Lewis stayed busy in the years that followed, and in the early ’70s toured with Don Nix’s Alabama State Troupers, an ensemble that backed Nix with a mix of rock with other musical styles, then later with Leon Russell, who took him around the world. When the Rolling Stones played Memphis, Lewis twice was included on the bill.

Lewis died in Memphis on September 14, 1981. At least one local account recalls that he contracted pneumonia after being displaced by a fire in the building where he rented a room.

Today, when Charters listens to Lewis’ music, the attraction remains apparent.

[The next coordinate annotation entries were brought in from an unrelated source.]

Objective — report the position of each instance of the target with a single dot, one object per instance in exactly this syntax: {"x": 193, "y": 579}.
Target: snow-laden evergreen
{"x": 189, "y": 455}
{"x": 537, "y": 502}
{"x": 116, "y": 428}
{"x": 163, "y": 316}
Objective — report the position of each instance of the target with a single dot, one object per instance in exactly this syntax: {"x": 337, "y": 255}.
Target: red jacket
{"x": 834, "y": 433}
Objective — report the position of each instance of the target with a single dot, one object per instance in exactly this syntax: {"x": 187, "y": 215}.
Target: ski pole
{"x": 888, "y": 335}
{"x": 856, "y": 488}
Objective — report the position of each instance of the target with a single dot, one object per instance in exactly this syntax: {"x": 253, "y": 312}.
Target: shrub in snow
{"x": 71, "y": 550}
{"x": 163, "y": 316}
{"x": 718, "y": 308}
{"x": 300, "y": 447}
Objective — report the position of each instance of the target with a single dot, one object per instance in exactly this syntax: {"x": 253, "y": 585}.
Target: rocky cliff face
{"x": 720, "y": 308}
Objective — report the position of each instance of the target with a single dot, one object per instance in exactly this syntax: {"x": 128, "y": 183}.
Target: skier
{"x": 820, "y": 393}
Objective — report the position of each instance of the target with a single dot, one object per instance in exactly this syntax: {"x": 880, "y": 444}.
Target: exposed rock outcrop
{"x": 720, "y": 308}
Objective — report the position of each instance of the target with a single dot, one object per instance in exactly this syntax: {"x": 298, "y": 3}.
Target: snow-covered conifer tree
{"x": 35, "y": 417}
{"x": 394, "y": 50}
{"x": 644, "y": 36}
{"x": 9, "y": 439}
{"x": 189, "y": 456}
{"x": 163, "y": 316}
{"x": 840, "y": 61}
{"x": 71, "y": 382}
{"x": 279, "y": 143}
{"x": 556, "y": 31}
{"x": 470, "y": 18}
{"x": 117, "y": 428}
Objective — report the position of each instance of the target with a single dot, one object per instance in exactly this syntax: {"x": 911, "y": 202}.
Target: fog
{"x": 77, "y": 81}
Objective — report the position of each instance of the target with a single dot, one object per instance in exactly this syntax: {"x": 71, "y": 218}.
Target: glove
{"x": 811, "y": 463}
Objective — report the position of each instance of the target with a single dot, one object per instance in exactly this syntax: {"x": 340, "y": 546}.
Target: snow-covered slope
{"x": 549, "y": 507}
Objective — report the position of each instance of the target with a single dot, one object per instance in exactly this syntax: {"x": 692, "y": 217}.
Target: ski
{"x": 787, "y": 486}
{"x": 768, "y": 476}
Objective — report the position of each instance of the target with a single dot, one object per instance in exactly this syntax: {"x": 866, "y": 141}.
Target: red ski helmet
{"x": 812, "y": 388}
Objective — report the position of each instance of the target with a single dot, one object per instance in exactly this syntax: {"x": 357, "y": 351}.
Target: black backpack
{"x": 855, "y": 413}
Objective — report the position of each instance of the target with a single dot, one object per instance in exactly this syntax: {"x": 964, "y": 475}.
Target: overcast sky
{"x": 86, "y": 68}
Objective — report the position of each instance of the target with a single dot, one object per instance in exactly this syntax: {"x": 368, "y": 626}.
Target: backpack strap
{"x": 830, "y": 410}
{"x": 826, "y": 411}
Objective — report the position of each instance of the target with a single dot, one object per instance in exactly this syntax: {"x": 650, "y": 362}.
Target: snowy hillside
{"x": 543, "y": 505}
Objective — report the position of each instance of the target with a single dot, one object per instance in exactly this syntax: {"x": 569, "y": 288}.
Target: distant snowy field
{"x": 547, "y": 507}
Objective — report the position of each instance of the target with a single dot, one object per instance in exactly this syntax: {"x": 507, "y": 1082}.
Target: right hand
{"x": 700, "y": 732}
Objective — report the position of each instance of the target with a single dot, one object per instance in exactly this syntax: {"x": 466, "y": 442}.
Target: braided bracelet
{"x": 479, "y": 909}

Furry Lewis' 1968 Gibson B-25N
Lewis is depicted playing the B-25N on this circa-1971 album, Live at the Gaslight.

“I think there’s a warmth and sincerity in his playing,” he said. “His musicality, skill, and professionalism come through in all of his recordings. For those of us who had been involved in the folk movement, performers like Furry were a vital link between the old folk styles and the blues style that were emerging at the time.”

One player markedly influenced by Lewis is Frank Hoier, who was featured in the February ’13 issue of VG.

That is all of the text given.